Projenin ana hedefleri, atık toplama, eşya teslim etme ve insan taşımacılığı görevlerinin sorunsuz gerçekleştirilmelerini sağlamak.
Ekip, gelecekte robotların temel parametrelerini tahmin etmek için çevrimiçi makine öğrenimini kullanmayı planlıyor. Ayrıca, tekneye nesneler yerleştirildiğinde yapıda dinamik değişikliğe izin veren uyarlanabilir kontrolörleri tekneye entegre etmeyi hedefliyorlar.
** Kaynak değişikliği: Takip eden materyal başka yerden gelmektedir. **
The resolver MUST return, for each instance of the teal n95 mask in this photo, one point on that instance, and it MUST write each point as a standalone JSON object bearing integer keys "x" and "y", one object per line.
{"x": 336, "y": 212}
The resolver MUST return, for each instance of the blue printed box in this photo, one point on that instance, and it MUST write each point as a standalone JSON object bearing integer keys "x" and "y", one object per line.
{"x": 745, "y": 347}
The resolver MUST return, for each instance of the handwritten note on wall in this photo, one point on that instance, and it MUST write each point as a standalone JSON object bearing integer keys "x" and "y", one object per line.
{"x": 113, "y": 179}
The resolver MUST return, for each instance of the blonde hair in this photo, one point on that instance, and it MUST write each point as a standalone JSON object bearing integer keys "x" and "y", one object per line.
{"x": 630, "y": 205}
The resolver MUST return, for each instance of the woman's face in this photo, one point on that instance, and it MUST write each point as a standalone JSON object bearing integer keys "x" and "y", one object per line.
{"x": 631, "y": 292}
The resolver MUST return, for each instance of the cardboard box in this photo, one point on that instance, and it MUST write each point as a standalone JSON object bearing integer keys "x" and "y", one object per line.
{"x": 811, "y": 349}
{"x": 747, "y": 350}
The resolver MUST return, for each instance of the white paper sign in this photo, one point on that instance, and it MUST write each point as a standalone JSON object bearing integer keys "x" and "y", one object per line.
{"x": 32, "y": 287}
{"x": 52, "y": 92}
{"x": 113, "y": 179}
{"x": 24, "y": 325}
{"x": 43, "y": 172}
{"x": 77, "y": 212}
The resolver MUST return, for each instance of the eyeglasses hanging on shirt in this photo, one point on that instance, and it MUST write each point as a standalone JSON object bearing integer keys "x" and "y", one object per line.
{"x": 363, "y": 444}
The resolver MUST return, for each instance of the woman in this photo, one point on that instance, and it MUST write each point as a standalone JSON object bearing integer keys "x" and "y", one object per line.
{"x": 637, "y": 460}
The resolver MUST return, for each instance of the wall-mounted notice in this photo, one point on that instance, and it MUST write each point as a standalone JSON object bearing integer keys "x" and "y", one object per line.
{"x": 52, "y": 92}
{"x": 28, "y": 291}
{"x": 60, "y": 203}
Sonunda tekneler, güçlü akıntılar ve dalgalar gibi önemli paramatrelerin olduğu dış su ortamlarına da genişletilecek.
Bu haberi, mobil uygulamamızı kullanarak indirip,istediğiniz zaman (çevrim dışı bile) okuyabilirsiniz:
Bana çok korkutucu geliyor bunlar.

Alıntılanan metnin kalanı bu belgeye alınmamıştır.